Pagi ini agak mendung. Para santri satu per satu kembali ke asrama. Kebanyakan dari mereka menggunakan jaket atau sweater. Maklum, hawa pegunungan ketika musim hujan selalu dingin. Ammar duduk di masjid hingga semua santri keluar, lantas langsung menuju ndalem atau rumah Kiai.
“Assalamu’alaikum.” Ammar mengetuk pintu ndalem yang sedikit terbuka.
“Wa’alaikumsalam.” Seorang wanita paruh baya menjawab salam Ammar. Ia mempersilahkan Ammar untuk duduk terlebih dahulu di ruang tamu.
Tidak lama kemdian, Romo Kiai Asep muncul dari lantai dua. Pakaian beliau seperti biasa, sederhana, tetapi tidak mengurangi sedikitpun wibawa beliau. Baju koko putih dengan balutan jas hitam dan kopyah putih adalah hal yang normal bagi santri pondok pesantren Nurul Ummah ketika melihat beliau.
Ammar segera mencium punggung tangan kanan beliau. Ia menyambut kedatangan beliau dengan sedikit tersenyum dan lebih banyak menundukkan kepala. Maklum, hal tersebut lumrah dikalangan para santri jika sering menunduk ketika bertemu dengan kiai ataupun seseorang yang memberi mereka ilmu.
“Bagaimana kabarmu, Nak?”
“Alhamdulillah baik, Kiai.”
“Makan dulu. Kamu pasti lapar.” Romo Kiai memanggil salah satu santri beliau dan menyuruhnya mengantar Ammar ke dapur.
Sebenarnya Ammar ingin menolak tawaran Romo Kiai karena ia sedang berpuasa. Jika bukan barokah serta rasa ta’dhimnya pada beliau, pasti ia tidak segan untuk menolaknya dengan halus. Perlahan ia minum teh yang masih mengepulkan asap itu.
“Idholus surur atau membuat orang lain bahagia ketika kita menanggapi permintaanya adalah termasuk salah satu amal yang mudah namun berpahala besar.”
Ammar ingat pesan ustadnya dulu waktu mengaji kitab adabus sami’ wa muta’allim. Ustaznya berpesan jika barokah seorang Kiai adalah yang tertinggi dari semua elemen pesantren. Meskipun kamu puasa, meskipun capek, atau sedang sibuk, usahakan tidak pernah menolak ajakan dan permintaan beliau.
Ammar membatalkan puasa dengan meminum air putih di depannya.
Menu makanan yang ada di ndalem tergolong sangat sederhana, sangat berbanding terbalik dengan apa yang dibayangkan orang luar tentang kekayaan beliau.

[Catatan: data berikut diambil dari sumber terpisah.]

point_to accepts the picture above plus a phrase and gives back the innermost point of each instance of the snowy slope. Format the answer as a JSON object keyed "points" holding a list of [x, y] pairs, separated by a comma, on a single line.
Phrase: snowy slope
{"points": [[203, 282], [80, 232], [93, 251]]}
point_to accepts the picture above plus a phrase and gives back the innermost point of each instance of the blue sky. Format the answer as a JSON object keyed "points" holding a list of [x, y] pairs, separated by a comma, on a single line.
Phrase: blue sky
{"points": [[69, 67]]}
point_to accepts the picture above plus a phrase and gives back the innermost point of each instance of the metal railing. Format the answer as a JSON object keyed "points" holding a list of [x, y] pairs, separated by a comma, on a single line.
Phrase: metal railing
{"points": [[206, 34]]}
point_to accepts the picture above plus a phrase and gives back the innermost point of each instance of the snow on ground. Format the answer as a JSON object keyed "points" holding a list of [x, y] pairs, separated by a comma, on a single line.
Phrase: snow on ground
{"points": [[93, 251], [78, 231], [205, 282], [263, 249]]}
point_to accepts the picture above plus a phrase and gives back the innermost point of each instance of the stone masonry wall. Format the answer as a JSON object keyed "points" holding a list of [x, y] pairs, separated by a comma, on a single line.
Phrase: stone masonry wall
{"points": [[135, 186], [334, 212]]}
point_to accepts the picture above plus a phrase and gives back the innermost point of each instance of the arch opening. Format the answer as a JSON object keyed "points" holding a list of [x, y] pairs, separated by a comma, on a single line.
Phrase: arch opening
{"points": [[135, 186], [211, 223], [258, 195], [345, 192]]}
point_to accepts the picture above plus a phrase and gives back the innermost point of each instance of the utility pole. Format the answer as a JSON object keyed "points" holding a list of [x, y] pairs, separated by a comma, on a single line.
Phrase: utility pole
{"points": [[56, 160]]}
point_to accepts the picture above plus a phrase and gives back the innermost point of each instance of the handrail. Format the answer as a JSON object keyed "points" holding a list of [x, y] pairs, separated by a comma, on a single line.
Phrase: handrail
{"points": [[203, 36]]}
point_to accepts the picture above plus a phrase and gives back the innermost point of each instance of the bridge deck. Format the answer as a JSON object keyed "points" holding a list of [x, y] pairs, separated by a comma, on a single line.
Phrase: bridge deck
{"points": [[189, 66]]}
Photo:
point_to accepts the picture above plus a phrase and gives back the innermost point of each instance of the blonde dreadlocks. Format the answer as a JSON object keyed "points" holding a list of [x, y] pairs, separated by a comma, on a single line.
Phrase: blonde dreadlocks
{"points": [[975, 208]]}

Tempe dan sayur-sayuran merupakan menu wajib yang pasti ditemukan saat berkunjung ke rumah beliau. Ada juga ayam goreng dan tahu yang siap makan.

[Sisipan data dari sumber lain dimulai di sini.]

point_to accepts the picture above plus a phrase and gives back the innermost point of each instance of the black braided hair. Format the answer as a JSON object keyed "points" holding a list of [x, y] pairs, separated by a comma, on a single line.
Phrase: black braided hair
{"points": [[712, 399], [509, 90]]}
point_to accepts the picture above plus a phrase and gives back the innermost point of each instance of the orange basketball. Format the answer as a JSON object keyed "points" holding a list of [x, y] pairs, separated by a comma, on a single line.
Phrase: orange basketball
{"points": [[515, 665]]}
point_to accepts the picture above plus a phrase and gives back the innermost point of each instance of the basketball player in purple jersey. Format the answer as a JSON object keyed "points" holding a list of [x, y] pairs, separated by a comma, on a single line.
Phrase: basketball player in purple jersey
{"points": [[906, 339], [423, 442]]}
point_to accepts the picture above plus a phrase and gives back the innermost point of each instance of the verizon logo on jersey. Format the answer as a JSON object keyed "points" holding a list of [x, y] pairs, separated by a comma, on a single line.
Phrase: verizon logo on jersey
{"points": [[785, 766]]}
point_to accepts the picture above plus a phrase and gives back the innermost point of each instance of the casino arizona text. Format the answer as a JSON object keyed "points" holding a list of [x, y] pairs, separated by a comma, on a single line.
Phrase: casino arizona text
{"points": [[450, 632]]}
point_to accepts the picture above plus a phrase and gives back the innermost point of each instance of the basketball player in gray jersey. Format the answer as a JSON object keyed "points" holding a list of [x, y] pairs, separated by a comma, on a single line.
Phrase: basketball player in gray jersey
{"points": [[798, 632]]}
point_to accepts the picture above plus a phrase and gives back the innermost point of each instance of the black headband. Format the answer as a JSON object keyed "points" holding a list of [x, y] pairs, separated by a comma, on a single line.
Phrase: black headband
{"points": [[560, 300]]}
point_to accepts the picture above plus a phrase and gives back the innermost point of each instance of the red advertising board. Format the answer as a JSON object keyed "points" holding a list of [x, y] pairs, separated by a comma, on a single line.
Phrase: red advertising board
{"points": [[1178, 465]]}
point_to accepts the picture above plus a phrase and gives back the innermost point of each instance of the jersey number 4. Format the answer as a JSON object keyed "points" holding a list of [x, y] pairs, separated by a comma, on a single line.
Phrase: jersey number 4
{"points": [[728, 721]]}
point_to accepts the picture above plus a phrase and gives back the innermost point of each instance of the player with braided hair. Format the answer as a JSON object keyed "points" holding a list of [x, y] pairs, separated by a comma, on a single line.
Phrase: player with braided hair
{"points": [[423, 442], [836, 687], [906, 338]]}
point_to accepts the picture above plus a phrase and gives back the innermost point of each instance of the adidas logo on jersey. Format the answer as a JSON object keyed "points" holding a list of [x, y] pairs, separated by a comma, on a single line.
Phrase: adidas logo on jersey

Yang lebih mengejutkan, menu makanan Kiai Asep sama persis dengan apa yang dimakan santri beliau. Dari segi rasa, bentuk, maupun warna, semua sama.
“Gini, Mar.” Romo Kiai biasa memanggilnya Ammar. “Kamu nggak kepingin kuliah lagi?”
Ammar menelan ludah. Tidak dapat disangka ia akan ditanya dengan pertanyaan ini. Awalnya ia hanya mengira jika panggilan Romo Kiai hanya untuk mengabdi di pesantren setelah lulus S2.
“Sebenarnya saya sudah pernah ditawari untuk kuliah di Leiden setelah lulus pascasarjana dulu. Sayang, ibu tidak merestui.” Ammar terus menunduk.
“Ibumu nggak merestui?” Tanya Romo Kiai seakan tidak percaya.
Ammar mengagguk.
Romo Kiai Asep tersenyum. Beliau sepertinya tahu solusi apa yang cocok untuk Ammar agar dapat melanjutkan kuliah doktoralnya di luar negeri.
“Kamu sudah punya rencana? Pengen kuliah dimana gitu?”
“Belum, tapi sebenarnya sangat ingin kuliah. Untuk masalah di universitas mana belakangan, yang penting di luar negeri.”